38. Production occupations
Production workers account for over half of all jobs in the machinery manufacturing industry. First-line supervisors and managers of production and operating workers oversee all workers in the production process and ensure that equipment and supplies are available when needed. They usually report to industrial production managers, who watch over all activities on the factory floor.
Metal workers and plastic workers create all the various parts that are needed in the production and assembly processes. As production becomes more automated, the jobs of most metal and plastic workers are becoming more complex. Fewer workers simply operate machines; most are now also responsible for programming and performing minor repairs on the machine tools. Among the most skilled metal and plastic workers are tool and die makers, and machinery manufacturing has about 28 percent of the Nation’s jobs for these workers.
Tool and die makers create precision tools and machines, often using computer-aided design software, that are used to cut, shape, and form metal and other materials to exact specifications. Operating computer-controlled machine tools, they produce devices, such as jigs and fixtures, to hold metal while it is being worked on. They also produce gauges and other measuring devices, and dies that are used to shape the metal.

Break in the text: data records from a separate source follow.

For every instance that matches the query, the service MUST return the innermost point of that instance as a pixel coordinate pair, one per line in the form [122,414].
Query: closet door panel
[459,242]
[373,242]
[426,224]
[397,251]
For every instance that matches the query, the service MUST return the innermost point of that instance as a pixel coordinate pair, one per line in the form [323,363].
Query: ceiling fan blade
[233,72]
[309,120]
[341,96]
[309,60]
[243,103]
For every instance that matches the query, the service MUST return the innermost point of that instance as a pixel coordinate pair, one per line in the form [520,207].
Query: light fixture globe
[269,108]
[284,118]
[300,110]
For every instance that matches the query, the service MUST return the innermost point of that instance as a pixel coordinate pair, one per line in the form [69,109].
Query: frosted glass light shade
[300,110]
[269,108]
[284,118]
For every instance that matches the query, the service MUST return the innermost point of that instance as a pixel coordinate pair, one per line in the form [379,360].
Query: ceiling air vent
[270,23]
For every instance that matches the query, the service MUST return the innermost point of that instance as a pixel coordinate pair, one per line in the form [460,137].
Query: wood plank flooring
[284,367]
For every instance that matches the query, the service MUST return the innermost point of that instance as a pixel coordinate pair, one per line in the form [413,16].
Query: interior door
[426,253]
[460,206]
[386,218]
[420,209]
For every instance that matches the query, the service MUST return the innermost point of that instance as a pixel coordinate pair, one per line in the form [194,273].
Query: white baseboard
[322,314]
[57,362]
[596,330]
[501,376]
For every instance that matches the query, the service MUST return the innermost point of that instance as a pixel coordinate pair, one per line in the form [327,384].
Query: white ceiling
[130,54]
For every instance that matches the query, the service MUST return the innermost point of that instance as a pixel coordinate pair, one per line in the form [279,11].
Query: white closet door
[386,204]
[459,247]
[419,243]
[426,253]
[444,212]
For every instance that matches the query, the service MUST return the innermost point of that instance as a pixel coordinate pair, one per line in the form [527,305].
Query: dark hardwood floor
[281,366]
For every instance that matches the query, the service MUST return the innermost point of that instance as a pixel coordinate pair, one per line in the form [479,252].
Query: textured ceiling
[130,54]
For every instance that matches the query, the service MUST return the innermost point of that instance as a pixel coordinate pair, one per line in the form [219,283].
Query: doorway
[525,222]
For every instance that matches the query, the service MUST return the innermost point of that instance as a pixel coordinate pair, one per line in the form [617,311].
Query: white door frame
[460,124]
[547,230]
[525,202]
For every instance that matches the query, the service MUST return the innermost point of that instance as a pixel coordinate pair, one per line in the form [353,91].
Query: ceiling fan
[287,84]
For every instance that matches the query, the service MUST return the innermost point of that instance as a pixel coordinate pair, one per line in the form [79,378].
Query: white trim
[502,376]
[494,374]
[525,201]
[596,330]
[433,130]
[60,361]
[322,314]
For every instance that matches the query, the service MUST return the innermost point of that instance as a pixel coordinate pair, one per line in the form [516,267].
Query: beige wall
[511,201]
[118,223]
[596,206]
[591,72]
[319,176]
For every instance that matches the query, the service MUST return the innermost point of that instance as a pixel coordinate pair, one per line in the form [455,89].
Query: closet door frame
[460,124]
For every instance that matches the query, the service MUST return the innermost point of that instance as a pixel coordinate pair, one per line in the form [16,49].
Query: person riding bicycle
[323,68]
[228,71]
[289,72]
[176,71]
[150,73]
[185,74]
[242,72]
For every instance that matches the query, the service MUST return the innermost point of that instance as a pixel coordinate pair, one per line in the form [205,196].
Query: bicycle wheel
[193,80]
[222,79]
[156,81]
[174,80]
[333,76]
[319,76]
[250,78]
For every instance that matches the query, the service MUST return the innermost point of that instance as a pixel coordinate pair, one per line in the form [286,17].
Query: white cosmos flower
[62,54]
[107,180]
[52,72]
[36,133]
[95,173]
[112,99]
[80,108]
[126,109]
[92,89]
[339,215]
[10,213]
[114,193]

Computer control programmers and operators manage the automatic metalworking machines that can mass produce individual parts. They also write programs based upon the specifications of the part that defines what operation the machine should perform. Machinists produce precision parts that require particular skill or that are needed in quantities too small to require the use of automated machinery. Welding, soldering, and brazing workers operate machines that join two or more pieces of metal together; they may also weld manually as well.